Telmo Aldaz de la Quadra-Salcedo: «En el lugar más recóndito siempre hay misiones católicas»
El sobrino del explorador Miguel de la Quadra-Salcedo ha visitado el Sáhara Occidental con Obras Misionales Pontificias de cara a la campaña de Infancia Misionera
—Acaba de visitar el Sáhara Occidental con Obras Misionales Pontificias para conocer los proyectos que tienen allí con motivo de la campaña de Infancia Misionera. ¿Cómo le convencieron para ir?
—Fue un honor, me llamaron y me contaron. Yo encantadísimo porque desde hace 21 años hacemos España Rumbo al Sur, hemos estado en muchos países de Iberoamérica con ese programa de formación en tema de aventura y cooperación similar a lo que hacía mi tío Miguel de la Quadra Salcedo con la Ruta Quetzal. Y viajando por muchos sitios, en el más recóndito que te puedas imaginar, siempre hay misiones católicas. Además, como navarro, vengo de tierra de misioneros como san Francsico Javier. Hemos visto a lo largo de los años la labor tan impresionante que hacen. Para mí es un orgullo hacer cualquier cosa relacionada con la Iglesia y en concreto poder visitar uno de los 1.600 proyectos que tiene en todo el mundo Infancia Misionera.
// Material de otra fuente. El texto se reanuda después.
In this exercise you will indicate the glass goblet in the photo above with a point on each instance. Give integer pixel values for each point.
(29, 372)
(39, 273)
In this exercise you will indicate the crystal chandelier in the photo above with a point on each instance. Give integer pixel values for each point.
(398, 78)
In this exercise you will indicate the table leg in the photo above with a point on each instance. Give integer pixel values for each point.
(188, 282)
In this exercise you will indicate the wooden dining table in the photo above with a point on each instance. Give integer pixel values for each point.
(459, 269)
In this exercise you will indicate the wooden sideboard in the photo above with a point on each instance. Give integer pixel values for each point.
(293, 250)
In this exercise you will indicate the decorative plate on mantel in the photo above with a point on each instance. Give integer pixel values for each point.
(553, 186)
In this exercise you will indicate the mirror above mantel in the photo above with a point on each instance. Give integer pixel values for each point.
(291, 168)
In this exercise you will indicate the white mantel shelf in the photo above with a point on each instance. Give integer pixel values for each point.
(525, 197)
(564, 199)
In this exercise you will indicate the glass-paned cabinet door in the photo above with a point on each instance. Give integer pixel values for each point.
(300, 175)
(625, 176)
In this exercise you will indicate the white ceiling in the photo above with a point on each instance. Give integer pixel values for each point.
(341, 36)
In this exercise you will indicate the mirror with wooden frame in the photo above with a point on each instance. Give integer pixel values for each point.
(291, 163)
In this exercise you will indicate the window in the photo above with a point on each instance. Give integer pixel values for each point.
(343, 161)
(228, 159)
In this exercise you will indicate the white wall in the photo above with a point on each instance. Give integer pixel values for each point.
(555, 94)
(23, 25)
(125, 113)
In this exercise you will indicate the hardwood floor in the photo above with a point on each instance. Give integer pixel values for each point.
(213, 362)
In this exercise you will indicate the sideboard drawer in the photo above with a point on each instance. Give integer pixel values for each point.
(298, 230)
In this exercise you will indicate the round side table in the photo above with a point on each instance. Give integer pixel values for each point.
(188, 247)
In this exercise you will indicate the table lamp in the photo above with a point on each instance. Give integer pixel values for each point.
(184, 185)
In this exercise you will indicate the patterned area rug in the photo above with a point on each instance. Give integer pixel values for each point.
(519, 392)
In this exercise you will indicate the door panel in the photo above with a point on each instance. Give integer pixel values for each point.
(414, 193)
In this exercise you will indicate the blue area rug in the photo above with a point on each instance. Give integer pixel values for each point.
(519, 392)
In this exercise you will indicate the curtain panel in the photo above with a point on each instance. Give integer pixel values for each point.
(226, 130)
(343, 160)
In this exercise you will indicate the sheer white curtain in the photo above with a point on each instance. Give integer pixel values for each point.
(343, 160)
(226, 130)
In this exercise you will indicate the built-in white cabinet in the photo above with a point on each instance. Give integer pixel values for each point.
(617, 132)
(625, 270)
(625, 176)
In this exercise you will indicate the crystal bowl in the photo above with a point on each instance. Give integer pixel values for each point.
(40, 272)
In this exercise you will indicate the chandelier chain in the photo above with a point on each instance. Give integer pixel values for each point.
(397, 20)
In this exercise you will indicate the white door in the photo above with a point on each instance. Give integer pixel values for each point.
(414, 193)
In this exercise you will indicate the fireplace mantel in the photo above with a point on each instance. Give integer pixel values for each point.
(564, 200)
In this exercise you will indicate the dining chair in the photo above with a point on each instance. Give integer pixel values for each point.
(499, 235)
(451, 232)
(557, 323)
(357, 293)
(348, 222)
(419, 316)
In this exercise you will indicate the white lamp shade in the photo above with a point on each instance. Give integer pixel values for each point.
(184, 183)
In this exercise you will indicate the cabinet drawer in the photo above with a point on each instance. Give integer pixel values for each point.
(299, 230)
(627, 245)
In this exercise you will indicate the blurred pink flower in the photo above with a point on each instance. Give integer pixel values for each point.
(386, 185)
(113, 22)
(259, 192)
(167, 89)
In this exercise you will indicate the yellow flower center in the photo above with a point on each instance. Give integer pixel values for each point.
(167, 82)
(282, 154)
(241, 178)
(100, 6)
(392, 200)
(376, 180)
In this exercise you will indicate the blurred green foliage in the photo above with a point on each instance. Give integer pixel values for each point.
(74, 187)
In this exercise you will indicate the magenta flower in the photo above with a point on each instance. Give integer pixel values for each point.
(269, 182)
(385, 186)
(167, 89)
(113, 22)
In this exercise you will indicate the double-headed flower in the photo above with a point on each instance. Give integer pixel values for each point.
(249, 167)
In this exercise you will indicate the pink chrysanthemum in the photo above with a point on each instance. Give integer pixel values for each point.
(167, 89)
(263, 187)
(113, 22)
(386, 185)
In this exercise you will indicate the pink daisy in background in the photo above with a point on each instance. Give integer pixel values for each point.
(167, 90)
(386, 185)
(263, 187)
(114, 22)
—¿Qué lugares visitaron y qué proyectos había allí?
—Nos fuimos a Dajla, la antigua Villa Cisneros. Era la capital de lo que fue en su día el Sáhara español hace 50 años. Allí está el padre Mario León Dorado, que tiene un proyecto con gente local para gestionar todo tipo de temas sanitarios de niños con problemas psicomotrices y dependientes. Lo hace a través de alguien de allí que tuvo una embolia cuando tenía 8 años. Lo llevaron a los Hermanos de San Juan de Dios de Canarias y ahí se vio cómo podía mejorar desde el punto de vista médico y social. Él está en silla de ruedas, pero le enseñaron a valerse por sí mismo y a sacar el máximo potencial de su situación.

—¿Cómo es el Sáhara Occidental?
—Nos adentramos en un sitio con un paisaje maravilloso, en un desierto que era la pera. Como siempre pasa con las misiones, nos acogieron con hospitalidad y nos enseñaron el proyecto. La labor que hace todo el equipo con los chicos jóvenes es una auténtica maravilla
—¿Quiénes son los beneficiarios?
—Fundamentalmente, jóvenes con problemas de movilidad y cerebrales como el párkinson. A través de unos técnicos que han formado, van a centros de rehabilitación en Rabat y Casablanca que no podrían permitirse de otra manera porque serían muy caros. Y se apoya a las familias con temas de medicación y de apoyo. En la sociedad de allí, a las familias con un chico con este tipo de problemas se las ve como si tuvieran una maldición. Socialmente están excluidos.
—¿Y cómo eran los misioneros?
—Durante la semana que he estado allí, conocí a muchos voluntarios. Como una enfermera especializada en temas bucodentales que lleva muchos años haciendo revisiones, no solo de los chicos sino de sus familias. Hay muchos voluntarios que vienen de España y dan su tiempo. Cualquiera que haya estado en una misión sabe que ahí se coge lo mejor que tiene cada uno para relacionarlo directamente con las personas y ponerlos manos a la obra. Aquí era un tema sanitario y había también fisioterapia y odontólogos que apoyan los casos particulares de la gente

—¿Cómo entra esta gente en estos proyectos y cómo salen de ellos?
—Encuentran comprensión, acogida, cariño, cercanía y una solución real. Se da ayuda en cuerpo y alma.
—¿Qué tiene de especial esta campaña de Infancia Misionera? ¿Por qué los niños entienden mejor este tema?
—El 18 de enero se presenta en todas las parroquias y yo animo a la gente que se acerque a su párroco y lo pregunten en los colegios. Al final, las cosas buenas y naturales de la vida, como las misiones, la infancia las entiende más. Es lógico. Los mayores nos vamos haciendo más duros y es como si nos saliera una costra. La labor al final es difundir el Evangelio, hacer el bien sin mirar a quién. En este mundo tan materialista, donde todo necesita una recompensa inmediata, muchas personas salen de misión a estos lugares sin poder hablar abiertamente del Evangelio pero dando testimonio orando y con sus vidas.